A poll published Wednesday revealed that a majority of Russians believe their country is perceived as "interesting" abroad, while few believe foreigners think Russia is "authoritarian."
The poll's results, which showed that most Russians believe the country is viewed favorably abroad, may be a surprise to some in light of the West's recent criticism of the country over ongoing events in Ukraine.
Conducted in May and June by the state-run Public Opinion Foundation on a representative sample of 1,600 adults, the poll found that more than two-thirds of Russians are convinced foreigners think Russia is an "interesting" country.
A similar — albeit smaller — proportion of the population believe the country is revered abroad because of its "strong power," "responsiveness" and "independence."
The survey also found that the population mostly agrees that foreigners do not perceive Russia as being "authoritarian," "stubborn" or "wasteful" — traits frequently voiced by Western leaders when criticizing Russia.
The results of the poll, which carries a margin of error that did not exceed 3.4 percent, clash with those of surveys conducted by Western pollsters and research organizations, signaling a distortion between what Russians believe the world's views to be and what they actually are.

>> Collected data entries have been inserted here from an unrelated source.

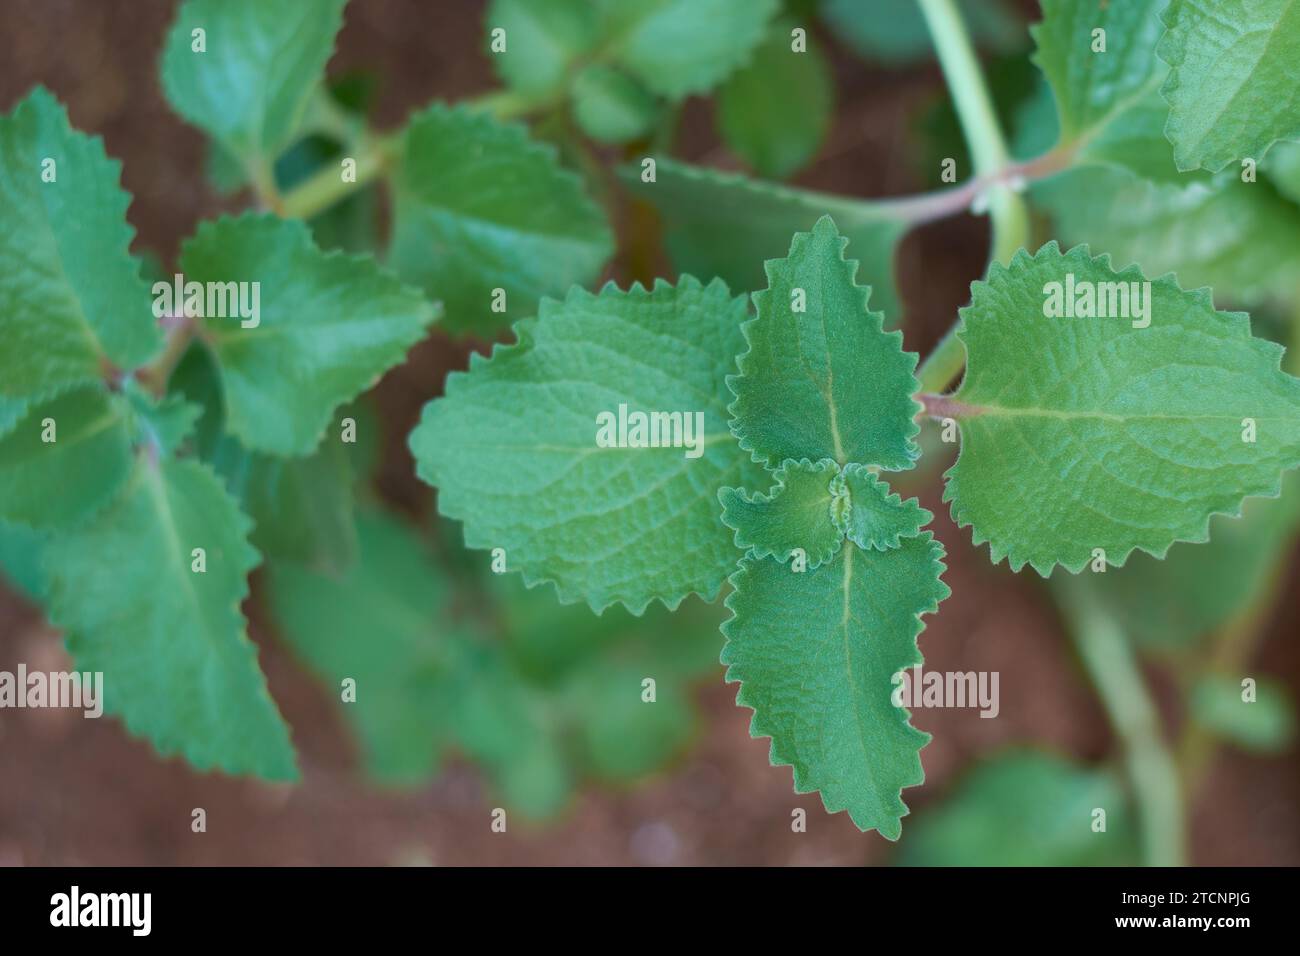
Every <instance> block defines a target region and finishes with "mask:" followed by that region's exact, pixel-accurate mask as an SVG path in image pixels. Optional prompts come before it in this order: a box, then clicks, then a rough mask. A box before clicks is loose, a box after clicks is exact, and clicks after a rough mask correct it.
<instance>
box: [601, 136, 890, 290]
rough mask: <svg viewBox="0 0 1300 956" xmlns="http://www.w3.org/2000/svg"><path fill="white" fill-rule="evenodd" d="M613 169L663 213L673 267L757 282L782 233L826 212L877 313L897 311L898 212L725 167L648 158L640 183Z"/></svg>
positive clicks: (757, 284) (664, 227)
mask: <svg viewBox="0 0 1300 956" xmlns="http://www.w3.org/2000/svg"><path fill="white" fill-rule="evenodd" d="M620 176H621V177H623V178H624V179H625V181H627V182H628V183H629V185H630V186H632V187H633V189H634V190H636V191H637V194H638V195H640V196H641V198H643V199H645V200H647V202H650V203H653V204H654V206H655V207H656V208H658V209H659V213H660V215H662V216H663V220H664V241H666V243H667V246H668V252H669V255H671V256H672V263H673V265H675V267H676V268H677V269H679V272H684V273H690V274H695V276H716V277H719V278H722V280H723V281H724V282H727V284H728V285H729V286H731V287H732V289H741V290H745V291H755V290H758V289H762V287H763V286H764V285H766V282H764V281H763V269H762V263H763V261H764V260H766V259H774V258H776V256H781V255H785V254H787V252H788V251H789V247H790V235H792V234H794V233H797V232H800V230H803V229H807V228H809V225H810V224H813V222H815V221H816V220H818V217H820V216H824V215H827V213H833V215H835V220H836V224H837V225H839V226H840V228H841V229H842V230H844V234H845V235H846V237H848V238H849V239H850V241H852V242H853V248H854V252H855V254H857V255H858V258H859V259H861V261H862V278H863V280H865V281H866V282H867V285H870V286H871V289H872V293H874V295H875V297H876V304H878V306H879V307H880V308H881V310H883V311H884V312H885V315H898V313H900V312H901V311H902V306H901V303H900V300H898V293H897V287H896V286H894V276H893V256H894V248H896V247H897V245H898V241H900V239H901V238H902V235H904V233H905V232H907V229H909V222H907V219H906V217H905V216H904V215H902V212H901V211H898V209H896V208H894V207H892V206H891V204H889V203H888V202H885V203H867V202H863V200H853V199H845V198H844V196H833V195H828V194H823V193H811V191H807V190H796V189H789V187H785V186H777V185H775V183H766V182H758V181H755V179H749V178H746V177H744V176H737V174H733V173H719V172H715V170H712V169H703V168H701V166H689V165H685V164H681V163H675V161H673V160H668V159H660V160H658V161H656V170H655V178H656V181H655V182H649V183H647V182H642V181H641V169H640V166H636V168H624V169H621V170H620Z"/></svg>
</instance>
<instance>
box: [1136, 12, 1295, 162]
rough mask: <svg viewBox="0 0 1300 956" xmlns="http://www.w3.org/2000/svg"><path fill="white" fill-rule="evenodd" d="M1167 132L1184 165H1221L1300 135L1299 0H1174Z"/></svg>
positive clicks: (1167, 84)
mask: <svg viewBox="0 0 1300 956" xmlns="http://www.w3.org/2000/svg"><path fill="white" fill-rule="evenodd" d="M1162 16H1164V21H1165V23H1166V25H1167V26H1169V30H1167V31H1166V33H1165V35H1164V36H1162V38H1161V40H1160V47H1158V48H1157V52H1158V53H1160V57H1161V59H1162V60H1164V61H1165V62H1167V64H1169V66H1170V72H1169V78H1167V79H1166V81H1165V86H1164V87H1161V92H1162V94H1164V96H1165V99H1166V100H1169V107H1170V112H1169V125H1167V126H1166V127H1165V133H1166V134H1167V135H1169V138H1170V140H1171V142H1173V143H1174V159H1175V160H1177V161H1178V168H1179V169H1196V168H1204V169H1209V170H1212V172H1218V170H1219V169H1222V168H1223V166H1226V165H1227V164H1229V163H1231V161H1234V160H1238V159H1242V157H1245V156H1251V157H1255V159H1262V157H1264V153H1265V152H1268V150H1269V147H1270V146H1273V144H1274V143H1275V142H1277V140H1279V139H1297V138H1300V87H1297V83H1296V62H1297V61H1300V7H1297V5H1296V4H1295V3H1294V1H1292V0H1196V1H1195V3H1192V1H1191V0H1170V3H1169V7H1167V8H1166V9H1165V13H1164V14H1162Z"/></svg>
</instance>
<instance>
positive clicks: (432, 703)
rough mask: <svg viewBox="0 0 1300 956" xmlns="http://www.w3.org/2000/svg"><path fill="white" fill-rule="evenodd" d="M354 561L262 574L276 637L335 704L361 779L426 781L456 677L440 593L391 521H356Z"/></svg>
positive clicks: (438, 579) (437, 760)
mask: <svg viewBox="0 0 1300 956" xmlns="http://www.w3.org/2000/svg"><path fill="white" fill-rule="evenodd" d="M356 525H357V538H359V554H357V561H355V562H354V563H352V564H351V566H350V567H348V568H347V571H346V572H344V574H342V575H339V576H337V578H330V576H324V575H321V574H320V572H316V571H312V570H309V568H305V567H302V566H296V564H294V563H291V562H274V563H273V564H272V566H270V575H269V584H270V588H269V593H270V605H272V610H273V613H274V615H276V618H277V620H278V622H279V624H281V636H282V637H283V639H285V640H286V641H287V643H289V644H290V645H291V646H292V648H294V650H295V652H296V653H298V656H299V657H300V658H302V659H303V661H304V662H305V663H307V666H308V667H309V669H311V670H312V671H315V672H316V674H317V675H320V676H321V678H322V679H324V680H325V683H326V687H328V688H329V691H330V696H335V697H337V696H339V695H342V682H343V680H346V679H351V680H355V682H356V684H355V691H356V700H355V701H351V702H344V704H342V710H343V714H344V717H346V718H347V721H348V723H350V724H352V727H354V728H355V731H356V735H357V737H359V739H360V744H361V749H363V752H364V756H365V766H367V769H368V771H369V773H370V774H372V775H374V777H376V778H377V779H380V780H382V782H385V783H391V784H412V783H420V782H421V780H424V779H425V778H428V775H429V774H432V773H433V771H434V770H435V769H437V766H438V762H439V756H441V753H442V750H443V749H445V748H446V745H447V740H448V737H450V735H451V732H452V726H451V719H450V718H451V714H452V711H454V708H452V700H451V698H452V696H454V692H455V688H456V682H458V680H459V675H458V672H456V669H458V661H456V656H455V652H454V650H452V649H448V641H450V640H458V637H455V636H452V635H450V633H448V630H450V628H448V624H447V620H446V610H447V601H448V594H447V588H446V584H445V581H443V579H442V575H441V574H439V572H438V568H437V566H434V564H433V561H432V558H430V555H429V553H428V550H426V549H425V548H424V546H422V545H421V542H420V541H419V538H417V537H415V536H413V535H412V533H411V532H408V531H407V529H406V528H404V527H403V525H402V524H400V523H399V522H398V520H396V519H395V518H390V516H386V515H383V514H382V512H380V511H377V510H374V509H368V510H364V511H361V512H360V514H357V519H356Z"/></svg>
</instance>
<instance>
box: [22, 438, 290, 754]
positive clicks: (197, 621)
mask: <svg viewBox="0 0 1300 956" xmlns="http://www.w3.org/2000/svg"><path fill="white" fill-rule="evenodd" d="M247 535H248V519H247V518H244V516H243V514H240V511H239V509H238V506H237V505H235V502H234V501H233V499H231V498H230V496H229V494H226V490H225V489H224V488H222V486H221V481H220V479H217V476H216V475H213V473H212V472H211V471H209V470H208V468H207V467H204V466H200V464H196V463H194V462H177V460H164V462H161V464H155V463H151V462H149V460H148V459H146V458H140V459H139V462H138V463H136V466H135V471H134V472H133V475H131V477H130V480H129V481H127V484H126V486H125V489H123V490H122V494H121V496H120V497H118V499H117V501H116V502H114V503H113V505H112V506H110V507H108V509H107V510H105V511H103V512H101V514H100V515H98V516H96V518H95V519H94V520H92V522H91V523H90V524H88V525H86V527H85V528H82V529H79V531H77V532H75V533H68V535H59V536H55V537H53V538H52V541H51V542H49V545H48V550H47V553H45V567H47V572H48V574H49V578H51V581H49V592H51V596H49V614H51V620H52V622H53V623H55V624H56V626H57V627H61V628H64V631H65V640H66V644H68V649H69V652H70V653H72V656H73V661H74V662H75V666H77V670H82V671H101V672H103V674H104V709H105V713H113V714H118V715H121V718H122V719H123V722H125V723H126V727H127V730H130V731H131V732H133V734H135V735H139V736H143V737H146V739H148V740H149V741H151V743H152V744H153V747H155V748H156V749H157V752H159V753H160V754H164V756H170V754H177V753H179V754H182V756H185V758H186V760H187V761H188V762H190V763H191V765H192V766H194V767H196V769H199V770H211V769H217V770H222V771H225V773H227V774H251V775H256V777H261V778H265V779H274V780H289V779H295V778H296V777H298V770H296V767H295V763H294V750H292V747H291V744H290V740H289V728H287V726H286V724H285V722H283V719H282V718H281V717H279V711H278V710H277V709H276V704H274V702H273V701H272V698H270V695H269V693H268V692H266V682H265V678H264V676H263V674H261V670H260V669H259V666H257V650H256V648H255V646H253V644H252V641H250V640H248V636H247V633H246V624H244V618H243V614H242V613H240V610H239V605H240V602H242V601H243V600H244V597H246V596H247V594H248V581H247V578H248V572H250V571H252V568H253V567H255V566H256V564H257V561H259V557H257V553H256V551H255V550H253V549H252V548H251V546H250V545H248V541H247ZM195 548H203V549H204V550H205V562H207V570H205V571H204V572H201V574H198V572H195V571H192V570H191V568H192V561H194V558H192V557H191V551H192V549H195Z"/></svg>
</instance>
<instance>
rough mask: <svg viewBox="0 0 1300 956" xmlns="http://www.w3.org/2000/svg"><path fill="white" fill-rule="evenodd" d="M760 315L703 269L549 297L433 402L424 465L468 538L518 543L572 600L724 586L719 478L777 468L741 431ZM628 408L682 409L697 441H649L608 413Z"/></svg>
mask: <svg viewBox="0 0 1300 956" xmlns="http://www.w3.org/2000/svg"><path fill="white" fill-rule="evenodd" d="M744 317H745V302H744V299H738V298H732V297H731V295H729V294H728V293H727V289H725V286H724V285H723V284H722V282H716V281H715V282H712V284H710V285H708V286H702V285H701V284H699V282H697V281H695V280H693V278H689V277H685V278H682V281H681V284H680V285H679V286H676V287H673V286H671V285H668V284H666V282H658V284H656V285H655V287H654V289H653V290H649V291H647V290H646V289H642V287H641V286H633V287H632V289H630V290H628V291H620V290H619V289H616V287H614V286H612V285H608V286H606V287H604V289H603V290H602V291H601V294H599V295H591V294H590V293H585V291H582V290H578V289H575V290H572V291H571V293H569V295H568V298H565V299H564V302H552V300H543V302H542V307H541V313H539V316H538V317H537V319H536V320H525V321H523V323H520V324H519V325H517V326H516V332H517V334H519V341H517V342H516V343H515V345H510V346H498V347H497V349H495V350H494V352H493V355H491V358H490V359H485V358H482V356H477V355H476V356H472V358H471V363H469V371H468V372H467V373H455V375H451V376H448V378H447V388H446V394H445V397H443V398H439V399H437V401H434V402H430V403H429V405H428V406H425V410H424V416H422V418H421V421H420V425H419V427H417V428H416V429H415V432H412V434H411V450H412V453H413V454H415V459H416V464H417V468H419V473H420V477H422V479H424V480H425V481H428V483H429V484H432V485H434V486H437V488H438V507H439V511H441V512H442V514H443V515H446V516H448V518H456V519H459V520H461V522H464V524H465V544H468V545H469V546H471V548H503V549H504V550H506V555H507V557H506V559H507V562H508V567H510V568H511V570H520V571H523V574H524V579H525V581H528V583H529V584H533V583H537V581H542V580H554V581H555V583H556V587H558V589H559V594H560V600H563V601H565V602H572V601H577V600H584V598H585V600H586V601H588V602H589V604H590V605H591V607H593V609H597V610H599V609H602V607H606V606H607V605H610V604H612V602H615V601H621V602H623V604H625V605H627V606H628V607H629V609H632V610H633V611H634V613H640V611H641V610H642V609H643V607H645V606H646V604H649V602H650V601H651V600H654V598H660V600H662V601H663V602H664V604H667V605H668V606H676V605H677V602H679V601H680V600H681V598H682V597H685V596H686V594H689V593H692V592H698V593H701V594H703V596H705V597H707V598H712V597H714V596H715V594H716V593H718V589H719V588H720V587H722V583H723V580H724V579H725V576H727V574H728V572H729V571H731V570H732V568H733V567H735V563H736V550H735V548H733V546H732V541H731V533H729V532H728V531H727V527H725V525H724V524H723V523H722V520H720V519H719V516H718V499H716V494H718V488H720V486H722V485H741V484H744V485H750V486H754V485H759V484H762V481H763V479H761V477H759V475H761V471H759V470H758V468H757V467H755V466H754V464H753V463H751V462H750V458H749V455H746V454H744V453H742V451H741V450H740V447H737V445H736V442H735V441H733V440H732V437H731V434H729V433H728V431H727V410H725V402H727V397H728V394H729V393H728V392H727V386H725V384H724V380H725V375H727V369H728V368H729V367H732V364H733V363H735V355H736V352H738V351H740V350H741V346H742V343H744V339H742V337H741V332H740V324H741V321H742V320H744ZM620 406H625V410H624V411H627V414H628V416H629V418H628V420H629V421H630V414H633V412H637V414H645V415H649V414H650V412H660V414H666V415H669V416H671V415H676V416H677V421H680V424H681V433H680V436H679V437H680V438H681V442H679V444H684V442H685V441H686V440H688V438H689V440H690V442H692V445H693V447H680V446H677V447H664V446H659V447H654V446H650V447H637V446H633V445H632V442H630V441H625V440H623V438H627V437H628V436H621V437H620V434H617V433H616V432H623V431H628V429H623V428H621V427H619V423H617V421H615V423H614V424H610V420H611V419H610V418H606V416H611V418H612V419H617V418H619V416H620V414H621V412H620ZM701 420H702V423H703V425H702V428H697V421H701ZM602 421H604V423H606V424H604V425H602ZM688 425H689V428H690V433H689V434H688V433H686V432H685V428H686V427H688ZM602 428H604V432H603V434H604V438H606V441H603V442H598V438H599V437H601V436H602ZM664 428H666V429H667V432H669V433H671V427H664ZM628 434H630V431H628ZM642 437H646V436H642ZM663 437H664V440H668V434H664V436H663ZM602 444H603V445H604V446H602ZM692 455H698V457H692ZM755 479H757V480H755ZM764 486H766V485H764Z"/></svg>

A survey conducted by American pollster Gallup in the aftermath of Russia's annexation of Crimea in March revealed that 68 percent of Americans consider Russia an "enemy" or an "unfriendly" country, which represents a record high since 1999.
A study commissioned by the BBC World Service from GlobeScan and the Program on International Policy Attitudes published in June showed that attitudes toward Russia had soured in 13 out of 24 countries surveyed since the poll began in 2005. The study found a sharp increase in negative views of Russia in many Western countries, including the U.S., Spain and Germany.